Further, in some other embodiments, the measurement results obtained by each of the terminal devices/UEs in the group/association may be fused/combined/filtered at one or more of the terminal devices/UEs in the group/association, instead of at the network node shown at step S360 in Fig. 3. Furthermore, in some other embodiments, each of the terminal devices/UEs in the group/association may register the group/association (or more specifically, its own association with the group/association) with the network node directly, instead of via the primary terminal device/UE shown at step S220 in Fig. 2 and step S320 in Fig. 3.

Further, it is also possible for a UE/terminal device to register the group/association, report its capability, receive configuration, report measurement result, and/or receive positioning result via indirect inter-UE/terminal device communication. For example, when 3 UEs are associated with a same target to be positioned, a UE1 supports Wi-Fi communication only, a UE2 supports Bluetooth and 5G NR communications but not Wi-Fi communication, and a UE3 supports Wi-Fi and Bluetooth communication only. In such a case, the UE2 may function as a primary UE for the association, and the UE3 may function as a relay between the UE 1 and the UE2. In such a case, the UE1 can be also used for positioning the target when the UE2 is the primary UE for the association.

Further, it is also possible that there are more than one primary UE/terminal devices in the group/association, such that a more robust communication between the group and the network node may be enabled.

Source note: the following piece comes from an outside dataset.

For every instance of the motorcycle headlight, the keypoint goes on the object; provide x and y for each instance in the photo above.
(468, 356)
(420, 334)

In some embodiments, the term "radio measurement" can comprise but not limited to, e.g., Radio Resource Management (RRM) measurement (e.g., cell identification, SSB index, received signal strength, RSRP, PRP, received signal quality, RSRQ, SINR, RSSI, etc. ) , positioning measurement, unprocessed raw data, layer 1 (L1) measurements, layer 2 (L2) measurements, or layer 3 (L3) measurements or a function of them, e.g., timing measurements (e.g., TOA, RTOA, Rx-Tx time difference, RTT, timing advance, TDOA, propagation delay, delay spread, etc. ) , fingerprint measurements, power delay profile, multipath measurement result, multipath profile, received power or signal quality (e.g., RSSI, RSRP, RSRQ, SINR, Es/Iot, L1-RSRP, L1-RSRQ, power distribution, etc. ) , pathloss, angle measurements (angle of arrival, angle of departure) , timing of one or more correlation peaks, average/median/distribution of a plurality of sensing measurements, channel state estimation, range measurements, code phase measurements, pseudorange, Doppler measurements, carrier phase measurements, accumulated delta range, Doppler measurements, Doppler shift, Doppler frequency, velocity, unprocessed raw data comprising I/Q samples, baseband signal, RF signal, ranging measurements, multipath measurements, timing of one or more correlation peaks, channel state or quality measurement or estimation (rank indication or RI, PMI, CSI, CQI etc. ) , radio link evaluation or monitoring (RLM) , beam measurement (BM) (BM may also be called as link recover procedure) , beam evaluation or beam management, beam failure detection (BFD) , candidate beam detection (CBD) , signal detection, synchronization. RLM may further comprise of out of sync (OOS) detection, in-sync (IS) detection etc. Examples of L1 measurements are measurements performed for RLM, BM, L1-RSRP, L1-SINR etc. etc.

In some embodiments, the term "UE" can refer to any type of wireless device communicating with a network node and/or with another UE in a cellular or mobile communication system. Examples of UE are (but not limited to) mobile device, target device, device to device (D2D) UE, vehicular to vehicular (V2V) , sidelink (SL) UE, machine type UE, MTC UE or UE capable of machine to machine (M2M) communication, PDA, tablet, mobile terminals, smart phone, laptop embedded equipment (LEE) , laptop mounted equipment (LME) , USB dongles, smartphone, Apple iOS device, iPhone, iPod Touch, iPad, mobile device, digital media player, smartwatch, the Apple TV, the Apple Watch, reduced capacity or reduce capability UE, RedCap UE, NB-IoT UE, ambient IoT UE, etc.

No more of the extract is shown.